8 Отношение к истории у Валери двойственно. С одной стороны, — чисто внешне, как смена фактов, явлений — она должна быть подвержена общему закону цикличности. Однако, поскольку в ней действует разум, человеческое сознание, этот закон фактически теряет силу. Сущее, считает он, ускользает от истории как движения и от описательной исторической науки (см. Oeuvres, t. II, p. 1508). К чести Валери нужно сказать, что этот фактически ценностный критерий заставлял его не признавать не только «уроков» истории, но и ее фатальности, ее «наказов». Новейшим циклическим теориям исторического развития Валери остался чужд.
9 Леонардо, который наряду с Альберти и Дюрером утвердил антропометрию как науку, разработал вместе с тем на основе эмпирических наблюдений обобщенный принцип движения тела и «привел к слиянию учения о человеческих пропорциях с учением о человеческом движении». С учетом других нововведений в искусстве Возрождения это вносило в изобразительную технику художника три фактора субъективности: «органическое движение», перспективу с учетом ракурса и зрительное впечатление возможного наблюдателя. Возрождение впервые в истории «не только утвердило, но и осмыслило, формально обосновало эти три выражения субъективности» (Е. Р а n о f s k y, L’oeuvre d’art et ses significations, p. 92).

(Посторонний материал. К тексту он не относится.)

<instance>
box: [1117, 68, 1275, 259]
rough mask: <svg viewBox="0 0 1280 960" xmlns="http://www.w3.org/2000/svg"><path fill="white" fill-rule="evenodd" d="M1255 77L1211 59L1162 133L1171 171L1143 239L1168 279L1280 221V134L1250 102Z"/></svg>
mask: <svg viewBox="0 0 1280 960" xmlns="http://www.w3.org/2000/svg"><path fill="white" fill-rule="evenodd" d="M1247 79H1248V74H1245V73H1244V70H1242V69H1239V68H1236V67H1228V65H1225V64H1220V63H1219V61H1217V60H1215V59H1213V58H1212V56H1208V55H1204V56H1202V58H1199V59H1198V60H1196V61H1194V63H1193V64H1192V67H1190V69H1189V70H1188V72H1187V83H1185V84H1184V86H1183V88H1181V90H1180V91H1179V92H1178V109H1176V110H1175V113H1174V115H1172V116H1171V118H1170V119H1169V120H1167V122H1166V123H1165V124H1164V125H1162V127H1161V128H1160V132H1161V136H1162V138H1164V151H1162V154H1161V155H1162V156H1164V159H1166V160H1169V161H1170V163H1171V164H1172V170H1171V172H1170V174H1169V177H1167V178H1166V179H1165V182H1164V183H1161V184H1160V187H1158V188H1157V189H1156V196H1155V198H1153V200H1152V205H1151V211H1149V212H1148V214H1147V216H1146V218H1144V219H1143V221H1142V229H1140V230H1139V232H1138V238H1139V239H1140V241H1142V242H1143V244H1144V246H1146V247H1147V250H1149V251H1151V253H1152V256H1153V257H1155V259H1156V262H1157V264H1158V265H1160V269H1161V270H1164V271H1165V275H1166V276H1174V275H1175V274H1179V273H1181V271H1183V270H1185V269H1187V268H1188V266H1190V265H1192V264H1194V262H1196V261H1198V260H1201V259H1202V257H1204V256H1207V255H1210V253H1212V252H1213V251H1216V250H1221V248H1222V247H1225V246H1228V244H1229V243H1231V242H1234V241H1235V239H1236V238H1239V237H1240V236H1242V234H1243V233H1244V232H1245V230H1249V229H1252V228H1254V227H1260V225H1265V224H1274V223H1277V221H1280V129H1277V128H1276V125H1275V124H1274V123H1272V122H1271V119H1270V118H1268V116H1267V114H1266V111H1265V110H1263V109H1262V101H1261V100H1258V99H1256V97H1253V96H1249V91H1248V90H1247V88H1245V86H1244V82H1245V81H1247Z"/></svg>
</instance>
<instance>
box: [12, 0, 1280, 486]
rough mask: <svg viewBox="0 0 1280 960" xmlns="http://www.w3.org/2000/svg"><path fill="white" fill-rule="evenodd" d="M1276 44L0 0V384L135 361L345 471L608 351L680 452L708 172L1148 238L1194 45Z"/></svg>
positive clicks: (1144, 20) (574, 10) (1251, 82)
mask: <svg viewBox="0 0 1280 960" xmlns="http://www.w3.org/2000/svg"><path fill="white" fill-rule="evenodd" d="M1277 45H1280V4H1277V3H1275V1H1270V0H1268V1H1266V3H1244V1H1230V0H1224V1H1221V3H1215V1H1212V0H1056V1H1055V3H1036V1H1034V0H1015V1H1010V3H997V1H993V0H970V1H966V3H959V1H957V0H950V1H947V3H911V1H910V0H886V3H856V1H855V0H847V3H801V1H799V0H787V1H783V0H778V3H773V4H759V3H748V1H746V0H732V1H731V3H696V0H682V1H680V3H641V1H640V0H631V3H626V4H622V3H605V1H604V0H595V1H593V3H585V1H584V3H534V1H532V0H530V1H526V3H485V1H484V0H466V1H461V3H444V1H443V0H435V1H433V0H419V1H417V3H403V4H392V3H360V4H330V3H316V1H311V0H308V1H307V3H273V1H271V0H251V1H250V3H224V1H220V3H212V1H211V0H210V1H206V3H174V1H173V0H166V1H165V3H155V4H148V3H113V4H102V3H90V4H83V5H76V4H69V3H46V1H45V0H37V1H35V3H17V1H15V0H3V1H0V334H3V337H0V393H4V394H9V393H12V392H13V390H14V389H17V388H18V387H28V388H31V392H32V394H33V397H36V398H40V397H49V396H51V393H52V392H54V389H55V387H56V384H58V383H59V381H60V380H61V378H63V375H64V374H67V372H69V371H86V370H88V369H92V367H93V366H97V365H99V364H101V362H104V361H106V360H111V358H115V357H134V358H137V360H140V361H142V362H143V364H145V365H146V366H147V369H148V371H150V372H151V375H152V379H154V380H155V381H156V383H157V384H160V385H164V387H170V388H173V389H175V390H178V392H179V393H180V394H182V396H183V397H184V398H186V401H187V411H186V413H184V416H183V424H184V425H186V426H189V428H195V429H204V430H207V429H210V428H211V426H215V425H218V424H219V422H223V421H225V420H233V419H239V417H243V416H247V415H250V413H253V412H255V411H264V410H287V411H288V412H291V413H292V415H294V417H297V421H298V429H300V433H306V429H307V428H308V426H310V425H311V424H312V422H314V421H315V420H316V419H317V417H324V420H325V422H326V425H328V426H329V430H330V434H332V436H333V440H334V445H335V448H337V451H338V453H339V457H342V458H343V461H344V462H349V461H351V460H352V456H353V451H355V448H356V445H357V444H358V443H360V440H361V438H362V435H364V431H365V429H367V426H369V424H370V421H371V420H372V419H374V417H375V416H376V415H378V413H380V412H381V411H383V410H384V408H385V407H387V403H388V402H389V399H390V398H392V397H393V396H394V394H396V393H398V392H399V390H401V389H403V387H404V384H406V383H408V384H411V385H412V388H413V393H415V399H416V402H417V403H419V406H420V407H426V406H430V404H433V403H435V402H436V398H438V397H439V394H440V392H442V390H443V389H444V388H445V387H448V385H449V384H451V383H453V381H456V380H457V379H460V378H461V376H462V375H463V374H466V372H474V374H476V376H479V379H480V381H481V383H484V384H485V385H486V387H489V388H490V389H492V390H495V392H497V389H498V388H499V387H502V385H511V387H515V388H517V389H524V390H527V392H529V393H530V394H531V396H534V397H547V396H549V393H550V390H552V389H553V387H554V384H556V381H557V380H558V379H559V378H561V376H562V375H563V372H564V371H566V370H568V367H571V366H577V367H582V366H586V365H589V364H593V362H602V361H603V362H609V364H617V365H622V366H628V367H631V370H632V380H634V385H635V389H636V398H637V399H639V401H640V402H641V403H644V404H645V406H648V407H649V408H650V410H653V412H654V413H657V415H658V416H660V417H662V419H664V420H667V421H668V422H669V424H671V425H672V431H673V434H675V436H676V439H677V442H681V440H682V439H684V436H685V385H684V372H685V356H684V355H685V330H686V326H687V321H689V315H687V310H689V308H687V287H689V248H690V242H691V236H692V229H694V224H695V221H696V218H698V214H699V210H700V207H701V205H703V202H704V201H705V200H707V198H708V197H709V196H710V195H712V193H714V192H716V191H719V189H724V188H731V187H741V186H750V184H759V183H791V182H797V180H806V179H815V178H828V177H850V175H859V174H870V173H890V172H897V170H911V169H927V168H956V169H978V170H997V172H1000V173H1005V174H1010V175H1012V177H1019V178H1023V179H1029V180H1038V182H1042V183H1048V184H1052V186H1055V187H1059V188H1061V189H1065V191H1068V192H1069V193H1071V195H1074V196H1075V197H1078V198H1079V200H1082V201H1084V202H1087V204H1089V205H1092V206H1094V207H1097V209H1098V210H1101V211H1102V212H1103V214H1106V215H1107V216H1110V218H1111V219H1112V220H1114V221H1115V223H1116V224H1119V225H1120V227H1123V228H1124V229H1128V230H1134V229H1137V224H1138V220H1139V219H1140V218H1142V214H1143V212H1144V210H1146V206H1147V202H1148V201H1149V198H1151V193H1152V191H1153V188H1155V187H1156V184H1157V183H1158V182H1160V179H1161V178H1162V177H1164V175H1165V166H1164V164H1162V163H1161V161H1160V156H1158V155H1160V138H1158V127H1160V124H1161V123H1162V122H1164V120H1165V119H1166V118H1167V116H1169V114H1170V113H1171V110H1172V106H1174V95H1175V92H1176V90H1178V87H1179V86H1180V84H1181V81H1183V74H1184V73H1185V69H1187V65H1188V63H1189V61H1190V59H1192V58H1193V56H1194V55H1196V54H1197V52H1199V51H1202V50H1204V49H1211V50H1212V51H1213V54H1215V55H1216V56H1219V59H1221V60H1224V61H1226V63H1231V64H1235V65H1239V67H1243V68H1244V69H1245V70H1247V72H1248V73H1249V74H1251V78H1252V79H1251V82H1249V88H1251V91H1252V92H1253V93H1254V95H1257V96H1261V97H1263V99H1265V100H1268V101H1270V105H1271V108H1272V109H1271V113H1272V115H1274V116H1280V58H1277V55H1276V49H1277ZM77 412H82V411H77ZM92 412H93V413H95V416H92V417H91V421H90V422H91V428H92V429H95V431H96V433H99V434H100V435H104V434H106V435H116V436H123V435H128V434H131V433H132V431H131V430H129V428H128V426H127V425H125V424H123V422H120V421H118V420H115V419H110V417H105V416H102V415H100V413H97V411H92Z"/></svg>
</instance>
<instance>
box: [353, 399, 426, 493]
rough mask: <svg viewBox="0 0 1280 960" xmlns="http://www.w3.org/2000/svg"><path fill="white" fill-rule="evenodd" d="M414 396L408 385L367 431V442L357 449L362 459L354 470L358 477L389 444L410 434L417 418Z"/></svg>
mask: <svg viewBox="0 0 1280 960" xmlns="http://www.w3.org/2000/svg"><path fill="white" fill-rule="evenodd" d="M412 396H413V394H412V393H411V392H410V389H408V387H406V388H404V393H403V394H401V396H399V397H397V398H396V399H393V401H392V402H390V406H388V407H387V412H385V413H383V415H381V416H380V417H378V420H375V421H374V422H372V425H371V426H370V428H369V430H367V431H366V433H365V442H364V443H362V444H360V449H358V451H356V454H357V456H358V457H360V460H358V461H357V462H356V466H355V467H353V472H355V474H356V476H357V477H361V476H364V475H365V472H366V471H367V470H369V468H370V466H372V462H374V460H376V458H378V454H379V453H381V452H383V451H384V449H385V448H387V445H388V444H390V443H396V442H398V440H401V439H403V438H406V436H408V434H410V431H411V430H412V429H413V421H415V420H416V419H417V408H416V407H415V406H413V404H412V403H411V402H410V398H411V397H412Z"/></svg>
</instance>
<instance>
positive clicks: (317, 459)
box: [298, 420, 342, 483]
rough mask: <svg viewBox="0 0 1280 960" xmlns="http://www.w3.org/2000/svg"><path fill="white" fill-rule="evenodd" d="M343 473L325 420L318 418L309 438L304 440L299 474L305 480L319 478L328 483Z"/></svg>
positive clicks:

10 Вслед за Альберти Леонардо развивает теорию, «согласно которой каждому состоянию души, даже в случае когда речь идет о «смешанных эмоциях», соответствует определенное выражение» (там же, стр. 238).
11 Характерно, однако, что тенденция Возрождения к разрушению «перегородок» между наукой и практикой, а также между различными областями практической деятельности приводила одновременно к усовершенствованию технических средств в различных областях и к растущей специализации «в рамках методологически единой сферы человеческих исследований» (там же, стр. 114). Но Валери как раз и ищет единый методологический принцип самых различных операций творческого интеллекта.
12 Уже в эссе «О литературной технике» (1889), написанном под влиянием идей Эдгара По, читатель выступает у Валери как некий пассивный объект, который должен быть «схвачен» в его «чувствительности», покорен, заворожен, околдован.
В отличие от Бодлера, однако, он делает упор на рассчитанности «магического» действия поэзии. Он, скорее, наследует и уточняет цель Малларме: «… рисовать не предмет, а эффект, который он производит» (цит. по: H. M о n d о г, Vie de Mallarmй, Paris, 1946, p. 145). «… Литература, — пишет он здесь, — есть искусство играть чужой душой» (Oeuvres, t. I, p. 1809).